Come ha scritto oggi Lirio Abbate, “Non sapremo mai quanto ha detto per salvarsi e quanto per vendicarsi. Né se il suo silenzio, a tratti ostinato, sia stato paura o calcolo. Francesco Pazienza è stato l’uomo che ha trasformato l’Italia degli anni di piombo e dei misteri in una partita a scacchi tra apparati, logge e interessi sovranazionali. Un interprete tragico del lato oscuro della prima Repubblica. Adesso Francesco Pazienza è morto. Forse con lui muore un pezzetto di verità che non conosceremo mai. Ma chi sa leggere la storia dietro le ombre, riconoscerà nella sua figura un simbolo: di quanto sia stata lunga, ambigua e devastante la stagione in cui la verità era un optional, e la menzogna, una forma di potere.”

Ah, la telefonata. Quando gli chiesi di parlargli, sul suo whatsapp che ha come immagine profilo un cagnolino, mi rispose con il pollice alzato. Fu gentile, cortese, fluviale e volutamente insignificante.
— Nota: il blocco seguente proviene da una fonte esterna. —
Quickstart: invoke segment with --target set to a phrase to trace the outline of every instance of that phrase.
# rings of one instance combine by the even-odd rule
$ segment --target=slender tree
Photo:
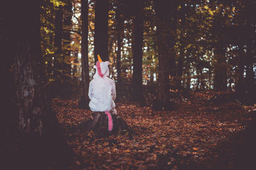
[[[55,35],[54,46],[57,48],[54,57],[54,77],[57,78],[60,76],[60,70],[61,70],[61,53],[62,53],[62,31],[63,31],[63,6],[59,6],[55,11]]]
[[[80,99],[79,107],[89,109],[89,66],[88,66],[88,2],[82,0],[82,43],[81,43],[81,64],[82,64],[82,86],[83,94]]]
[[[97,55],[102,60],[109,60],[108,56],[108,0],[95,0],[95,19],[94,33],[94,58]]]
[[[173,1],[154,1],[157,15],[159,100],[164,108],[170,102],[170,75],[174,76],[176,6]],[[171,20],[170,20],[171,19]]]
[[[122,14],[121,4],[117,6],[116,11],[116,32],[117,32],[117,52],[116,52],[116,70],[117,70],[117,82],[118,84],[121,83],[121,48],[123,41],[124,34],[124,15]]]
[[[143,8],[144,1],[134,2],[134,16],[132,30],[132,96],[134,101],[143,102],[142,89],[142,55],[143,44]]]
[[[63,10],[63,74],[70,75],[71,64],[70,58],[70,31],[72,30],[72,0],[67,0]],[[67,78],[65,77],[65,79]]]

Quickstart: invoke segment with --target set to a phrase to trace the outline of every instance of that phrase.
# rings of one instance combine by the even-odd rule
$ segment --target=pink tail
[[[105,111],[105,114],[108,115],[108,131],[112,131],[113,129],[113,119],[112,119],[112,116],[110,114],[109,112],[108,111]]]

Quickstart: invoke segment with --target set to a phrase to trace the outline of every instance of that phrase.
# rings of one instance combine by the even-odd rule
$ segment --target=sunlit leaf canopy
[[[109,44],[110,78],[116,80],[116,4],[123,5],[122,16],[124,20],[124,36],[121,53],[122,77],[130,81],[132,75],[132,38],[134,18],[129,3],[109,2]],[[121,3],[120,3],[121,2]],[[44,1],[41,14],[42,49],[44,60],[47,61],[47,72],[51,76],[51,61],[56,57],[54,41],[56,25],[56,10],[67,4],[65,1]],[[255,48],[255,3],[246,1],[182,1],[177,3],[175,30],[175,74],[171,75],[175,81],[170,82],[174,90],[178,85],[193,90],[214,89],[225,83],[224,89],[234,90],[236,85],[246,77],[246,69],[255,71],[255,53],[252,53],[251,66],[247,66],[246,48]],[[62,60],[71,64],[71,76],[81,76],[81,1],[73,1],[70,45],[63,45],[62,50],[68,48],[69,56]],[[92,77],[94,70],[93,35],[95,2],[89,1],[89,66]],[[143,84],[148,86],[156,83],[158,78],[158,55],[156,11],[152,1],[145,1],[143,12]],[[249,60],[249,59],[248,59]],[[238,63],[239,62],[239,63]],[[221,71],[225,74],[225,82],[218,81],[216,76]],[[240,70],[242,70],[240,71]],[[242,73],[243,72],[243,73]],[[247,71],[248,72],[248,71]],[[221,80],[222,81],[222,80]],[[180,83],[179,81],[180,81]],[[243,82],[242,82],[243,83]],[[173,90],[173,89],[172,89]]]

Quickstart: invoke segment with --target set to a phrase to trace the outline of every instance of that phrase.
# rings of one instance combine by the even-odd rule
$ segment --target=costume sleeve
[[[90,82],[90,84],[89,84],[89,90],[88,90],[88,96],[89,96],[89,99],[90,100],[92,100],[92,87],[91,82]]]
[[[116,84],[115,83],[115,81],[113,81],[113,85],[112,85],[112,96],[113,96],[113,100],[115,101],[116,97]]]

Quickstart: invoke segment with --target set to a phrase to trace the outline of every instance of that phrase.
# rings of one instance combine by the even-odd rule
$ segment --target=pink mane
[[[98,69],[98,74],[100,76],[103,77],[103,74],[101,73],[100,64],[99,61],[96,62],[97,68]]]

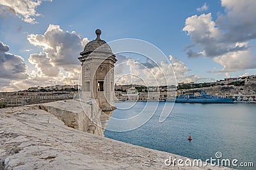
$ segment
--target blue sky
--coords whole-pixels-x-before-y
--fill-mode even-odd
[[[95,38],[97,28],[107,42],[138,38],[172,56],[179,81],[255,74],[256,13],[250,7],[255,6],[255,1],[240,1],[53,0],[33,4],[28,0],[0,0],[0,42],[8,47],[0,53],[2,60],[7,61],[0,68],[0,91],[76,82],[79,62],[75,60],[82,45]],[[49,29],[50,24],[55,26]],[[47,30],[49,35],[42,42],[40,35]],[[68,35],[58,38],[66,31]],[[35,36],[28,38],[31,35]],[[51,55],[53,50],[48,46],[61,41],[65,42],[60,52]],[[67,51],[68,44],[72,49],[71,44],[79,41],[81,45],[74,46],[72,52]],[[40,45],[44,43],[48,46]],[[63,52],[68,55],[60,54]],[[65,61],[62,65],[54,61]],[[11,68],[11,61],[19,64]]]

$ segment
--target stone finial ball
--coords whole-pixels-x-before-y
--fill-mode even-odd
[[[101,30],[99,29],[96,29],[95,33],[96,35],[101,35]]]

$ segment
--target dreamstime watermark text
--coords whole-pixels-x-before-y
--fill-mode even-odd
[[[225,167],[253,167],[252,162],[241,162],[237,159],[224,159],[222,158],[221,152],[218,151],[215,154],[215,157],[211,157],[203,161],[201,159],[190,159],[186,160],[179,158],[173,158],[170,156],[168,159],[164,160],[164,164],[166,166],[188,166],[188,167],[204,167],[207,165],[212,166],[225,166]]]

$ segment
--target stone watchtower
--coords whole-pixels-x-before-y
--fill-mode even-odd
[[[115,54],[108,43],[100,40],[101,31],[95,31],[97,38],[88,43],[78,59],[82,62],[82,91],[89,98],[95,99],[108,115],[114,106]]]

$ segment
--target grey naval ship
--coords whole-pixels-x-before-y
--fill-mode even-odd
[[[166,102],[177,102],[177,103],[234,103],[236,98],[222,98],[219,97],[213,97],[211,95],[207,95],[204,90],[201,90],[201,96],[195,97],[194,94],[185,95],[183,93],[180,96],[177,96],[175,99],[165,99]]]

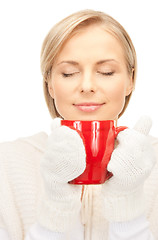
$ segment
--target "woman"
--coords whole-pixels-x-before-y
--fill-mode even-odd
[[[60,120],[117,121],[123,114],[137,70],[126,31],[102,12],[74,13],[46,36],[41,70],[48,109],[57,118],[49,137],[39,133],[1,144],[1,238],[156,239],[158,177],[149,118],[118,135],[111,179],[68,184],[83,173],[86,156],[78,133]]]

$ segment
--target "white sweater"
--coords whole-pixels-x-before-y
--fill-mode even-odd
[[[54,237],[51,235],[50,239],[52,240],[66,239],[62,235],[57,236],[58,233],[49,233],[37,223],[36,213],[43,191],[40,159],[45,150],[46,140],[47,135],[42,132],[31,137],[0,144],[0,236],[2,234],[4,236],[0,240],[33,240],[35,238],[29,237],[38,231],[40,236],[42,234],[46,236],[46,238],[41,238],[42,240],[49,239],[47,235],[50,234],[54,234]],[[158,139],[151,137],[151,141],[158,156]],[[140,217],[131,223],[109,224],[100,212],[101,187],[101,185],[85,187],[81,219],[79,219],[80,226],[74,230],[76,235],[76,231],[81,234],[83,228],[83,239],[85,240],[136,239],[136,237],[128,238],[131,233],[127,230],[136,229],[133,226],[138,226],[139,232],[142,225],[144,232],[150,235],[151,230],[154,239],[158,239],[158,162],[145,182],[146,218]],[[8,237],[5,236],[6,234]],[[120,236],[122,237],[119,238]],[[38,240],[41,239],[38,238]],[[80,238],[80,240],[82,239]]]

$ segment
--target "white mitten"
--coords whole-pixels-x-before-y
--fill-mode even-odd
[[[38,221],[52,231],[65,232],[78,218],[82,192],[82,186],[68,182],[85,170],[86,153],[79,134],[60,121],[53,120],[41,162],[45,192]]]
[[[134,129],[126,129],[117,137],[108,171],[111,179],[102,187],[104,216],[109,221],[128,221],[144,213],[144,181],[149,176],[156,157],[147,137],[151,120],[142,117]]]

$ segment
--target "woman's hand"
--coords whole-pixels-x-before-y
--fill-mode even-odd
[[[80,212],[82,186],[68,182],[84,172],[86,153],[79,134],[61,126],[60,121],[53,120],[41,162],[45,193],[39,222],[50,230],[64,232],[72,227]]]
[[[108,164],[113,177],[103,184],[104,214],[109,221],[128,221],[143,214],[143,185],[156,157],[148,133],[151,120],[142,117],[134,129],[117,137],[118,145]]]

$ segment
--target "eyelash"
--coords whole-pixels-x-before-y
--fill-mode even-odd
[[[62,73],[62,76],[67,78],[67,77],[72,77],[75,73]]]
[[[97,72],[102,74],[103,76],[112,76],[114,74],[114,72]]]
[[[114,74],[114,72],[97,72],[102,74],[103,76],[112,76]],[[68,77],[72,77],[75,73],[62,73],[62,76],[64,78],[68,78]]]

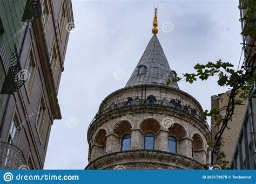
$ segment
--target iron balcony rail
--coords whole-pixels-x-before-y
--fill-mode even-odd
[[[182,102],[179,103],[174,99],[171,99],[170,101],[156,100],[154,101],[149,101],[146,99],[134,99],[133,101],[127,101],[127,98],[119,100],[115,104],[112,105],[109,104],[108,105],[106,105],[107,107],[109,106],[108,108],[100,112],[97,112],[90,123],[88,128],[88,131],[89,131],[91,126],[96,119],[109,112],[118,109],[126,107],[133,107],[138,105],[155,105],[178,110],[195,117],[197,120],[203,123],[204,125],[208,129],[208,130],[210,130],[209,125],[206,121],[204,119],[203,116],[199,115],[198,111],[194,108],[186,104],[185,103]],[[126,101],[124,101],[125,100],[126,100]],[[120,101],[121,102],[119,102]]]
[[[0,169],[18,169],[25,165],[21,149],[13,144],[0,141]]]

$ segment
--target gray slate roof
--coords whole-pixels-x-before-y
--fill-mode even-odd
[[[139,67],[146,67],[146,73],[139,75]],[[166,80],[172,81],[168,61],[156,35],[153,35],[139,60],[125,87],[137,85],[156,84],[166,86]],[[179,89],[178,84],[171,82],[169,87]]]

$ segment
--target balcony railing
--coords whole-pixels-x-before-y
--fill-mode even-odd
[[[126,101],[125,101],[125,100]],[[204,119],[203,116],[198,114],[198,112],[197,111],[196,108],[185,103],[182,102],[179,102],[174,99],[171,99],[170,100],[156,100],[152,101],[149,101],[146,99],[135,98],[134,100],[129,101],[127,101],[127,98],[125,98],[118,100],[114,104],[106,104],[105,105],[106,107],[108,107],[100,112],[98,112],[96,114],[95,117],[90,123],[89,126],[88,128],[88,131],[93,122],[103,115],[118,109],[127,107],[131,108],[138,105],[152,105],[158,107],[164,107],[170,109],[178,110],[192,117],[194,117],[200,122],[203,123],[204,125],[205,125],[208,129],[208,130],[210,130],[208,123]]]
[[[18,147],[0,141],[0,169],[18,169],[24,165],[23,153]]]

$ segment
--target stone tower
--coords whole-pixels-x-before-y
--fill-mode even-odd
[[[203,109],[173,82],[154,34],[126,85],[107,96],[89,125],[86,169],[193,169],[208,163]]]

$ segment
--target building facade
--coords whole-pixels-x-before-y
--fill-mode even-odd
[[[0,0],[0,168],[43,169],[51,126],[62,117],[71,2]]]
[[[154,34],[125,87],[107,96],[88,129],[86,169],[202,169],[208,124],[199,103],[173,82]]]
[[[242,6],[248,3],[253,3],[253,1],[247,0],[240,3],[242,31],[249,26],[255,26],[256,15],[254,18],[250,22],[243,19],[248,9],[243,9]],[[250,6],[248,6],[250,8]],[[253,63],[256,60],[256,33],[251,36],[242,37],[245,53],[243,65],[250,68],[255,67]],[[248,103],[246,106],[245,114],[237,140],[235,148],[231,162],[231,168],[234,169],[256,169],[256,85],[254,83],[248,97]]]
Ma il senso era: “Non so niente, avranno visto qualcosa che non dovevano vedere”. Ho sempre pensato che sapesse molto, ma non me lo disse e si informò sulla mia vita, di cui gli dissi molto poco. Era agosto, ero a Serravalle. Chiusi la telefonata con angoscia, con la quasi certezza che non avremmo mai saputo nulla. Eppure, bisogna continuare a credere che non sia così.